Fotedar also said that in Europe the excitement generated around graphene research tended to result in funding for universities, which was not the best way to yield applications.

"There is so little applied research going on in Europe – universities are swallowing up money but we are not seeing the products at the other end. In Asia, I think it is different; the connections between universities and industries are better," he said.

"At our company, we don’t make exaggerated promises. Instead, we aim to deliver what we believe we can do, and show that graphene can make a realistic impact on the technology sector," he added.

Graphene Batteries, which was founded in 2012, is looking to develop batteries which Fotedar said could vastly improve the energy storage capacity of consumer electronic devices, using natural graphite as a graphene-source material.

Fotedar believes that this is an economical alternative to using more expensive synthetic precursors, and said that the company was planning to collaborate with the Norwegian graphite junior Nordic Graphite for a possible supply deal.

He added that Graphene Batteries has already seen interest from battery, watch and mobile phone manufacturers for its products.

Unprecedented interest

Others were less scathing of the expectations for graphene.

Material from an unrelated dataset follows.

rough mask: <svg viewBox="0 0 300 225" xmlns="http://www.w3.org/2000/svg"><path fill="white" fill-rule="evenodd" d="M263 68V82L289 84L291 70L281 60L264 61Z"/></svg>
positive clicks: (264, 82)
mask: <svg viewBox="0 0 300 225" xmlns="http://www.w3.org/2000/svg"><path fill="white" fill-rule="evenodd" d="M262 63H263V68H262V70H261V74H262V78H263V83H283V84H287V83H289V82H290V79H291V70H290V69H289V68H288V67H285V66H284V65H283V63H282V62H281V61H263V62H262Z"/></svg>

Wolfgang Boch, head of the European flagship for future and emerging technologies (FET) programme said that the amount of media and political interest in graphene science was unprecedented, and this was helping to drive scientific excellence in the field.

"The FET initiative was not a politically driven decision, it was based on science," Boch said, adding that public support for graphene underpinned the FET’s goal of enabling collaborative research and development in the field.

Amaia Zurutuza, scientific director for the Spanish technology firm Graphenea, which aims to produce custom-made graphene products for industry, was also optimistic that the demands on graphene science would help to yield "game-changing" new products.

Zurutuza described graphene as a "disruptive material" – a material that provokes disruptions to power balances in numerous materials and markets – and said that graphene was proving that it deserves this status.

Graphenea, which numbers Nokia and Sigma-Aldrich among its customers, has a large portfolio of graphene products under development, according to Zurutuza.

Her presentation focused on solar cells, flexible batteries and optical transistors, applications on which the company has worked with customers such as the Institute of Photonic Sciences (ICFO) and the Technical University of Madrid to bring to an advanced point of development.

"We believe that the graphene market will grow," Zurutuza said, "but we know we have to address certain challenges such as the cost, scalability and reliability of graphene material, plus the need to match its properties with product applications."

"And we must remember that it will take time to get there," she added.